Though this is another manufacturer-specific peculiarity, this needs to be mentioned as an alternative to all the other trigger modes, if only because is it sufficiently distinct from them by mechanism. If one wanted to read more about it, one would find the best explanation in Shape-signal triggering is essentially a method of predicting the next patient inspiratory effort by observing their expiratory flow waveform. When the patient’s effort distorts this flow waveform, the ventilator assumes that a breath is being asked for. The precise level of “distortion” required for triggering is determined by superimposing the patient’s own flow waveform on top of itself, with an offset value (in the Respironics Vision system, it is 0.25L/min and 200-300 msec). Given that inspiratory flows are often measured in tens of litres, 0.25L/min and 0.2 seconds are miniscule offsets; in the diagram below they have been greatly exaggerated for illustration purposes. In short, when the offset “virtual signal” is crossed by the patients’ actual flow signal, the ventilator triggers a breath.

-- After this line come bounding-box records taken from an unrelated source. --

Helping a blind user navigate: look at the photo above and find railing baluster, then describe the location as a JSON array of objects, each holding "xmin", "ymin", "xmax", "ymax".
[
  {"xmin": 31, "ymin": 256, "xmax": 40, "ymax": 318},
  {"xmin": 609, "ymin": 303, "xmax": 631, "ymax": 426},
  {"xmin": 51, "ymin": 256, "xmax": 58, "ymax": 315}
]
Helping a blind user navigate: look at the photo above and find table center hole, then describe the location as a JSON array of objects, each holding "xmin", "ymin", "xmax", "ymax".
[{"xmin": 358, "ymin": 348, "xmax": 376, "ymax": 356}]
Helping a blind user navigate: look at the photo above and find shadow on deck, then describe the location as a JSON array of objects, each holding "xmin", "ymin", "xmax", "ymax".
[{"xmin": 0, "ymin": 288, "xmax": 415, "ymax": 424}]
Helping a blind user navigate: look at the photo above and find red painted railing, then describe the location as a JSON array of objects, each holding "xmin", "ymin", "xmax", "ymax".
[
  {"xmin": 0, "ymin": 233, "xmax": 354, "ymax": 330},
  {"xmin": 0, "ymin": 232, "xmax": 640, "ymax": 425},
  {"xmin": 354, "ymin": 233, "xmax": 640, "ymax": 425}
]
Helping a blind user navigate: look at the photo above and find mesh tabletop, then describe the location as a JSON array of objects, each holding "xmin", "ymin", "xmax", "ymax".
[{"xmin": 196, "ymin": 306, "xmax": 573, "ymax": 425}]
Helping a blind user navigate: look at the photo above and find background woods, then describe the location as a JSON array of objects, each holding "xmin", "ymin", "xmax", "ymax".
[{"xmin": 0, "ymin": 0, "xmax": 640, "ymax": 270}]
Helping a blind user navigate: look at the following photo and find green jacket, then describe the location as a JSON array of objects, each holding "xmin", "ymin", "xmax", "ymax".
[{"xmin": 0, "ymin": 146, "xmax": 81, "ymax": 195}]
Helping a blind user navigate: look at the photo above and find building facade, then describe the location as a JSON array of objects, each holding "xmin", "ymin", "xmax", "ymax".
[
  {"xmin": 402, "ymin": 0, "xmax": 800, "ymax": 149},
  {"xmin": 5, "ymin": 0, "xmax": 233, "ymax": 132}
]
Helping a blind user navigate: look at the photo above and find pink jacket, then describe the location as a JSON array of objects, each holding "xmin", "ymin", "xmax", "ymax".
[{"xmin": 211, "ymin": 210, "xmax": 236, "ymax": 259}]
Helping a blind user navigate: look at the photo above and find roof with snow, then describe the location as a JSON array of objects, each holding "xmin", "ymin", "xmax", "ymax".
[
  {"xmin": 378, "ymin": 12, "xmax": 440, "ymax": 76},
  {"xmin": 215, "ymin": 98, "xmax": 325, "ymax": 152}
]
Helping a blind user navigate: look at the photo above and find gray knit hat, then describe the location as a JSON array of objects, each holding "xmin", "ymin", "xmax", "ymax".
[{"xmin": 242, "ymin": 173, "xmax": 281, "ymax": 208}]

So, what would be the point of this? Well, it’s apparently easier to trigger the ventilator in this manner. Priniakis et al (2002) demonstrated that 50% less effort was required to trigger the ventilator when compared to standard flow triggering (they compared it to a Drager Evita 4, flow-triggering at 2.0L/min). Predictably, “The flow waveform method of triggering was more sensitive to patient effort than the flow triggering, resulting in less ineffective effort but a greater number of auto-triggerings”. One can envision an application for this system in situations where the patient would have some genuine trouble generating sufficient inward flow to trigger conventionally, but where their effort would be obvious from the ventilator waveform (eg. in significant bronchospasm). Vasconcelos et al (2013) used a similar proprietary method (Auto-Trak, by Phillips – because everything is cooler when it is misspelt). The comparison was in healthy volunteers and for some reason the control group were on a pressure trigger of 1.0 cm H2O. Discomfort scores were statistically similar, as were many of the other variables. On the balance of evidence, one would have to conclude that these systems do not offer much advantage over conventional systems in terms of patient-ventilator synchrony or breathing effort.